I'm referring to this example

{
 "schemaProp1": true,
 "schemaProp2" : "bar",
 "nonSchemaProp": {
    "nestedProp": [ [1, 2, 3], [4,5,6]]
  }
}

We don't have the ability to retrieve arrays of arrays today. So I'm guessing nonSchemaProp would be in the additional data, its value would be a JsonParseNode. And people would have to :

  1. cast
  2. detect it's an object,
  3. get the nested prop (another JsonParseNode)
  4. detect it's an array.
  5. get the first JsonParseNode of the array
  6. get the first JsonParseNode
  7. detect it's a number
  8. get the value.
  9. repeat for each value in the sub array
  10. repeat for each value in the main array

Which makes for a very cumbersome experience, and means we'd need to expose a bunch of TryGet methods like JsonElement does or a bunch of IsWhatever methods like gson does.

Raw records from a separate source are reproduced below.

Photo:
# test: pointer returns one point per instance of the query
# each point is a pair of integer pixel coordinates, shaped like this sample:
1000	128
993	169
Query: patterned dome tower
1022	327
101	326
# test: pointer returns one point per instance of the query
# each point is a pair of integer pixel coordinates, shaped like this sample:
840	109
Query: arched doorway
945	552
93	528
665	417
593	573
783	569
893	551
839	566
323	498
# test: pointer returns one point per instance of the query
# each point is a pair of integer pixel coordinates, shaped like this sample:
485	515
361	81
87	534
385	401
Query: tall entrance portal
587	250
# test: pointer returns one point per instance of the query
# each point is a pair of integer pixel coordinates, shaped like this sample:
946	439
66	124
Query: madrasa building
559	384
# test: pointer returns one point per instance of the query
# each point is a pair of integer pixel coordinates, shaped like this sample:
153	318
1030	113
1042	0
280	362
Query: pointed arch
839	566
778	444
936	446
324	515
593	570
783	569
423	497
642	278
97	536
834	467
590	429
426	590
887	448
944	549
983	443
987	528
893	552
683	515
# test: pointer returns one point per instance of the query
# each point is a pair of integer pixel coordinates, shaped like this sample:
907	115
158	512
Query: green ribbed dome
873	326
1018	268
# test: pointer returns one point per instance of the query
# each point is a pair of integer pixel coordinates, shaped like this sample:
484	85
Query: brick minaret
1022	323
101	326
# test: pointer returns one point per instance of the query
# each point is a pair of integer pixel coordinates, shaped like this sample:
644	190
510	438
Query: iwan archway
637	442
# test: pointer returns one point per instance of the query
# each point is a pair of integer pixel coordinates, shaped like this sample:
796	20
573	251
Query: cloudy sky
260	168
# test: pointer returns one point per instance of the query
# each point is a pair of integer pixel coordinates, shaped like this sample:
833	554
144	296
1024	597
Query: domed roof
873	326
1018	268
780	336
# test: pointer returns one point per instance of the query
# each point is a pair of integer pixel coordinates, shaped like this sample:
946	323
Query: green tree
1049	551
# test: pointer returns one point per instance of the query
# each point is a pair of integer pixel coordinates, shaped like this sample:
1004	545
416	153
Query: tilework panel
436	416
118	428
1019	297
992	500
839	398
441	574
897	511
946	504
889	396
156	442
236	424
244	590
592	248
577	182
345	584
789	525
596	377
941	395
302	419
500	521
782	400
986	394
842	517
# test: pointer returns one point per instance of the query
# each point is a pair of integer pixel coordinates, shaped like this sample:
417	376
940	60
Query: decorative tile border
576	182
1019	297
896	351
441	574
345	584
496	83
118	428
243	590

darrelmiller commented 1 year ago

We need to create the following types:

These types need to derive from UntypedNode. UntypedObject needs a property called "properties" that is a map of UntypedNode.

Serializers need to implement the reading and writing of these types.

Darrel to try and implement in CSharp. Someday.

KennethHoff commented 10 months ago

Is there any news in this regard? Can we expect this in 1.9, or is it something that's just in the 1.9 milestone just because? It's seemingly been moved from the Post-GA Milestone all the way to 1.9 and no comments here for months.

baywet commented 10 months ago

Hi @kennethHoff Given we're 7 work days away from the 1.9 release, this is likely to be carried forward to 1.10. This has been a resourcing/prioritization issue for months now. @sebastienlevert for visibility

baywet commented 10 months ago

Actually, moving it to 1.10 now, as even if we got the spec today, I'd be the one implementing it for the core languages and given my workload, it's unlikely to happen anytime before the release.

MartinM85 commented 9 months ago

Is there any way how the community can help with this? I guess it requires changes in more repositories, at least some subtasks which don't require a deep knowledge of Kiota before the main implementation can be done.

baywet commented 9 months ago

@martinM85 thanks for offering your help. I'm guessing the first baby steps we could take here are:

  1. introduce the types suggested by Darrel in kiota abstractions dotnet
  2. add a test json payload in kiota serialization json that'd contain: a object with known properties and unknown properties to cover all cases (known as in "part of the parsable model definition")
  3. define unit test cases to implement symmetric parsing/serialization (and the other way around) of that payload
  4. implement the code in JsonParseNode and JsonSerializationWriter so we get to the expected result.

Once we have a working prototype in dotnet, we can then think about replicating the efforts across other languages.

Thoughts? don't hesitate if you have follow up questions

MartinM85 commented 9 months ago

Hi @baywet, it's quite clear. I will have probably have more questions later.

LockTar commented 6 months ago

@baywet I see that this has a milestone for v1.13. I'm using v1.12. If I use the latest version of all the related Nuget packages, we get issues with https://github.com/microsoft/kiota-abstractions-dotnet/issues/175.

When we downgrade the following packages to the specific versions (almost latest) everything is working fine with v1.12.

Microsoft.Kiota.Abstractions Version=1.8.1 -> 1.7.12
Microsoft.Kiota.Serialization.Json Version = 1.2.0 -> 1.1.8
Microsoft.Kiota.Http.HttpClientLibrary Version = 1.3.8 -> 1.3.7

So what will v1.13 change? What could be the reason? In v1.12 (with downgraded packages), AdditionalData is a Dictionary<string, object>. In v1.12 with the latest version of the packages this is at runtime UntypedArray.

sebastienlevert commented 6 months ago

The generated code would change with untyped JSON @LockTar and 1.13 was shipped this morning. Can you validate this solves the issue now?

LockTar commented 6 months ago

Hi, If the generated code is changed in v1.13 then I believe it will going to work. At the moment we don't have time to update but if you say is true then indeed my issue will go away, Of course I need to change the code that is using the generated code. But that's ok.

If I update in the future and it doesn't work I will create a new issue. For now my comment can be discarded.